A Correspondence Analysis of this data, here with a focus on the top level themes, presents an interesting and revealing view. A triangle pattern is to be seen, in Figure 1, where Inf is counterposed on the first factor to the two other, more traditional Computer Science themes. Factor 2 counterposes the physical and the logical in the set of published research work. The information displayed in Figure 1 comprises all information, that is the inertia of the cloud of publications, and of the cloud of these top level themes. The year of publication, as a supplementary attribute of the publications, is inactive in the factor space definition, and each is projected into the factor space. We see the movement from year to year, in terms of the top level themes. There is further general discussion in Murtagh (2008).
The perspective described, for archival, scholarly journal publishing, relates to the narrative or thematic evolution of research outcomes.
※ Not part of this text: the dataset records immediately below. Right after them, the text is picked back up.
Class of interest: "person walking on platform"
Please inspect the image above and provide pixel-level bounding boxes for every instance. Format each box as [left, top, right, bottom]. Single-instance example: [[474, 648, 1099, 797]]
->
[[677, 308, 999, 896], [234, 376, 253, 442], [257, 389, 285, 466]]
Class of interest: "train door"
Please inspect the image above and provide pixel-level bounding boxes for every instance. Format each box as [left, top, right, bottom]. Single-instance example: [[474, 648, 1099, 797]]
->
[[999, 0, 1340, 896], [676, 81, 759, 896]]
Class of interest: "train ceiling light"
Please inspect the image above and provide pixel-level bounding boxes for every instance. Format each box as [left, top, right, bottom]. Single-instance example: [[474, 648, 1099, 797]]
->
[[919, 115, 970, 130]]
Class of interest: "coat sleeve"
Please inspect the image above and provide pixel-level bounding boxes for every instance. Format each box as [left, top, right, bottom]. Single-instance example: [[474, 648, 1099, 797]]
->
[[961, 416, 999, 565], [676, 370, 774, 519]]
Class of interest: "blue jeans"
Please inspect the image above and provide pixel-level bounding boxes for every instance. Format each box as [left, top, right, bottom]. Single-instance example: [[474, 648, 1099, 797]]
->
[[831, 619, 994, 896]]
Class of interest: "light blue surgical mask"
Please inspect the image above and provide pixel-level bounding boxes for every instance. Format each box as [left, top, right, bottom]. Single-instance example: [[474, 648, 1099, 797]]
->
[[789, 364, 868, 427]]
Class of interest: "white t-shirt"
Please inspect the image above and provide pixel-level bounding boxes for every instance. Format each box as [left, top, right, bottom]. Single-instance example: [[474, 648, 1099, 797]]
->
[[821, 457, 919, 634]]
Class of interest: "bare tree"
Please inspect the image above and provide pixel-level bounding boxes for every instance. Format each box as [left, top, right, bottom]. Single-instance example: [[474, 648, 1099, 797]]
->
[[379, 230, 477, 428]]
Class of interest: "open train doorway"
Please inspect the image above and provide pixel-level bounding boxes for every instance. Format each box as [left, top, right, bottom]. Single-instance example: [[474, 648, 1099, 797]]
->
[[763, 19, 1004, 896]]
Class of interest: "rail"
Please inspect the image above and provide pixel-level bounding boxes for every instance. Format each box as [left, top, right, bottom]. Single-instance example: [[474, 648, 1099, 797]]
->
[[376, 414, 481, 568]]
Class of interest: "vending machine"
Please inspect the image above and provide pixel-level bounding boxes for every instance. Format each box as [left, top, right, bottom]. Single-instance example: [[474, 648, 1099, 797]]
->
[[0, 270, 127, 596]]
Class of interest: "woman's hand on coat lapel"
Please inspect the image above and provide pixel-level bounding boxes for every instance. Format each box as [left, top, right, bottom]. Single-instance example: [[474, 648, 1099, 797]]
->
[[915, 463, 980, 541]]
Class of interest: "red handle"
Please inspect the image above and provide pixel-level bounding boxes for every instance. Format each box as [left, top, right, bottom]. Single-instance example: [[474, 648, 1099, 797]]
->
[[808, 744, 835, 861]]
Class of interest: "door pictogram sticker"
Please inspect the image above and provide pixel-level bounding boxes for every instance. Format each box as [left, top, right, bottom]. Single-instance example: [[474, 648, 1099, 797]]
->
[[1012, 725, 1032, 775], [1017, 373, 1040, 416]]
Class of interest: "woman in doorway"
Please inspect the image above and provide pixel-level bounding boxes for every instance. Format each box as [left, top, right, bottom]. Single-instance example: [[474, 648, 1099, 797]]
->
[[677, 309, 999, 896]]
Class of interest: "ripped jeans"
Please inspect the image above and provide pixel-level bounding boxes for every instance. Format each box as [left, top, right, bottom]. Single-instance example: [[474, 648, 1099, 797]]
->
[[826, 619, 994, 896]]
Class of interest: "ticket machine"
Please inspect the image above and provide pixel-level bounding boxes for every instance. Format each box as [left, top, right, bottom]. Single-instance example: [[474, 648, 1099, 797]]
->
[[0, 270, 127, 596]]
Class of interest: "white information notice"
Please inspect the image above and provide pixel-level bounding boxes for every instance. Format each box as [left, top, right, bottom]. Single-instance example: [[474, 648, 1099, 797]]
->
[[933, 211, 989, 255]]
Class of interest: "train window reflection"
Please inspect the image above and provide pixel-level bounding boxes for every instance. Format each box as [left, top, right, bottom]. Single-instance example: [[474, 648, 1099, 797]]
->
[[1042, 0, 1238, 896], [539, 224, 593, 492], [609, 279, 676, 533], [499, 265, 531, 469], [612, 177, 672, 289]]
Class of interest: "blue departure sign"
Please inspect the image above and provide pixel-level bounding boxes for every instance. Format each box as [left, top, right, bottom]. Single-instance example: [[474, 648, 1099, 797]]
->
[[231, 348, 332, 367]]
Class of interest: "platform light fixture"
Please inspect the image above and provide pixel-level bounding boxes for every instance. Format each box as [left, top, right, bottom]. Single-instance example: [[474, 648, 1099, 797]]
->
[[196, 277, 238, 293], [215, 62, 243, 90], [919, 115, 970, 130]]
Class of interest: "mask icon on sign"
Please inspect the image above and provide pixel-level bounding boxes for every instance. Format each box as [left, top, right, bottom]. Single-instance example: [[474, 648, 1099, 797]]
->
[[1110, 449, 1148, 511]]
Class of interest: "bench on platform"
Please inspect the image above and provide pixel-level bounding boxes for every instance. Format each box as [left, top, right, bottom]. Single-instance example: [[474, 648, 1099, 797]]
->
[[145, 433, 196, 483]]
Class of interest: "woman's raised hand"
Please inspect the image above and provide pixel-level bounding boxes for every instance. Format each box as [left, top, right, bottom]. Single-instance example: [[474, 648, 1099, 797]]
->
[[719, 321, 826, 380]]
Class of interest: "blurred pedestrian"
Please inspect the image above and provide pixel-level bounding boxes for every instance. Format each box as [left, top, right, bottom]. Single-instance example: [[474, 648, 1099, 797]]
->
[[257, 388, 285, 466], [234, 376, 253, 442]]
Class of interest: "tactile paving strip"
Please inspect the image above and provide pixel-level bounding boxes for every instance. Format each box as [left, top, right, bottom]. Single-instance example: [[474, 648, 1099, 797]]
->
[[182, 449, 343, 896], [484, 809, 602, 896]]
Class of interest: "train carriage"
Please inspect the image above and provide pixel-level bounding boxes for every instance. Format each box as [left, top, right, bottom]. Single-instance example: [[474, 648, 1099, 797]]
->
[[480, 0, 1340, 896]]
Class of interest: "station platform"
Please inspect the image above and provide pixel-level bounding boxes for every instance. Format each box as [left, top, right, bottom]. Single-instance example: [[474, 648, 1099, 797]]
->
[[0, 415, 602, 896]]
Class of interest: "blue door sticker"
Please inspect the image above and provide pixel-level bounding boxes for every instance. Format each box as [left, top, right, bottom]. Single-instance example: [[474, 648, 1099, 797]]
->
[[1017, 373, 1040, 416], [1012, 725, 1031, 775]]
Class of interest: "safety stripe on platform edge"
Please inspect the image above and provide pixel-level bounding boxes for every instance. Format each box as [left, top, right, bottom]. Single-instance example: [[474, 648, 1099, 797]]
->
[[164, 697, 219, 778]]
4 Application of Narrative Analysis to Science and Engineering Policy
This same perspective as described in the previous section was prototyped for the narrative ensuing from national science research funding. The aim here was thematic balance and evolution. Therefore it was complementary to the operational measures of performance – numbers of publications, patents, PhDs, company start-ups, etc. In Murtagh (2010), the full set of large research centres (8 of these, with up to 20 million euro funding) and a class of less large research centres (12 of these, each with 7.5 million euro funding) were mapped into a Euclidean metric endowed, Correspondence Analysis, factor space. In this space there is displayed the centres, their themes, and, as a prototyping study, just one attribute of the research centres, their research budget. The first factor clearly counterposed centres for biosciences to centres for telecoms, computing and nanotechnology. The second factor clearly counterposed centres for computing and telecoms to nanotechnology. This is further elaborated in section 4.1.
All in all, there is enormous scope for insight and understanding, that starts from subject matter and content. Quantitative indicators are well accommodated, with their additional or complementary information. It may well be hoped that in the future, qualitative, content-based analytics, coupled with quantitative indicators, will be extended. For this purpose, it may well be very useful to consider not just published research, but all written, and subsequently submitted, research results and/or plans. Similarly for research funding, the content-based mapping and assessment of rejected work is relevant too, not least in order to contextualize the content of all domains and disciplines.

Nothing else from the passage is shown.